Sor María, al recordar todo lo que aconteció la noche anterior cuando encontró a la criatura frente a la puerta trasera de su convento, las sensaciones y emociones que sintió instante antes de abrir la puerta, cuya extraña experiencia le marcaría para siempre la vida, hizo que le viniese a la cabeza un nombre poco común, pero que según ella sería el idóneo para niño.

—Le llamaremos Joel —soltó en voz alta y de forma convincente—. Joel Blanco Pineda, ese será su nombre completo.

—¡Blanco! ¿Por qué ese apellido? —frunció el ceño Feliciano.

—Es una larga historia. Pero hace honor a una buena persona que conocí cuando pequeña.

Todos se miraron esperando alguna reacción de alguien, pero nadie dijo nada. A todos parecía convencerles el nombre y el primer apellido. Al fin y al cabo, lo menos importante era cómo iban a llamarle. Cualquier nombre estaría bien. A partir de ese momento, Joel Blanco Pineda acababa de ser adoptado por una nueva familia, ciertamente peculiar; no obstante, no dejaba de ser una familia que lo cuidaría y amaría el resto de su vida.

Esa misma mañana, Feliciano terminó de repartir el pan más tarde que de costumbre, pero también más feliz, así lo mostraba las facciones de su rostro y el brillo de sus ojos. La gente comenzaba a cuestionar tanta felicidad, y los cuchicheos comenzaron a circular por toda la vecindad; a pesar de ello no le importaba lo más mínimo, sentía a Joel como al hijo que nunca pudo tener con su Antonia, cosa que comenzó a dar sentido nuevamente a su vida.

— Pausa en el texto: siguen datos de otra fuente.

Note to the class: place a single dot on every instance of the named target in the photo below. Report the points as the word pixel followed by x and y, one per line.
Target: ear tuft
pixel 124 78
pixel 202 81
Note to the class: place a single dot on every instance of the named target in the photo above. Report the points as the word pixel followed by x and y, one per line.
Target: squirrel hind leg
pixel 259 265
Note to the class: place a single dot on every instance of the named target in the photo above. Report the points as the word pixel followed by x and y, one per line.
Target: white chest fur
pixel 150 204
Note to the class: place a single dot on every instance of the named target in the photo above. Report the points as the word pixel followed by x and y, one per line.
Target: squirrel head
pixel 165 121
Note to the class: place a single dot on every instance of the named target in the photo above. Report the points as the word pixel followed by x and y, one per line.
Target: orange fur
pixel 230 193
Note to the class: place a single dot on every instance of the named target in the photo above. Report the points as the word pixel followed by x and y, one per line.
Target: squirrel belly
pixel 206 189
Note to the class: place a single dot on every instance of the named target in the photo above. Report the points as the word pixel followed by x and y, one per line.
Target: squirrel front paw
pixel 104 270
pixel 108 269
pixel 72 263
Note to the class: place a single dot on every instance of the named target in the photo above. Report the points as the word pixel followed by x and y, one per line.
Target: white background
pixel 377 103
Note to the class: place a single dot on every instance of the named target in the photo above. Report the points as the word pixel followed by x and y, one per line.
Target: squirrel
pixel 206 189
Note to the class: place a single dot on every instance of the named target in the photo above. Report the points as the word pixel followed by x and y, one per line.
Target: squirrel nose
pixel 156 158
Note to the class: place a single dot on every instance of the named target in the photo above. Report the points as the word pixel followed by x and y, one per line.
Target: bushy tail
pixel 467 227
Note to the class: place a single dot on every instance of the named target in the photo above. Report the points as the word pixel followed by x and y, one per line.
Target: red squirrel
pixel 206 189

A Isabel y Rosario —o las costureras, como las llamaban en el barrio—, sentían que el destino, al fin, les había obsequiado con este maravilloso regalo, y que ahora disfrutaban con mimo gracias a la acción arriesgada de una valiente monja que les ayudó cuando aún eran muy pequeñas, cuando el futuro que les deparaba parecía querer tomar una dramática línea de tiempo.

A consecuencia de todo aquello, Sor María dejó de serlo esa misma mañana. Abandonó los hábitos para extraordinaria sorpresa de las hermanas del convento, y se fue a vivir con Feliciano, sin otra pretensión que la de pasar sus últimos días libre de toda atadura religiosa. Aquella noche para ella tan especial le sirvió para meditar y digerir todas sus experiencias, cada una de las cuales le aportó lo necesario para ser la persona que era. Feliciano, con gusto, le habilitó el dormitorio que tenía cerrado desde que murió su esposa; él continuó durmiendo en el mismo colchón de la esquina junto a la chimenea. A cambio del espacio cedido por el viejo, la hermana María —María en adelante—, le ayudaba a limpiar y a hacer de comer. «Ahora la casa huele a mi Antonia», recordaba felizmente y en voz alta Feliciano. No hace falta decir que aquel escenario avivó mucho más las habladurías de algunos vecinos, promovido, como no, por la injusta y deshonesta actitud de doña Esperanza, y también de su suegra doña Carmen. Y tampoco hace falta imaginar que la vida de Joel se vio salpicada a causa de las circunstancias; pero eso se verá más adelante.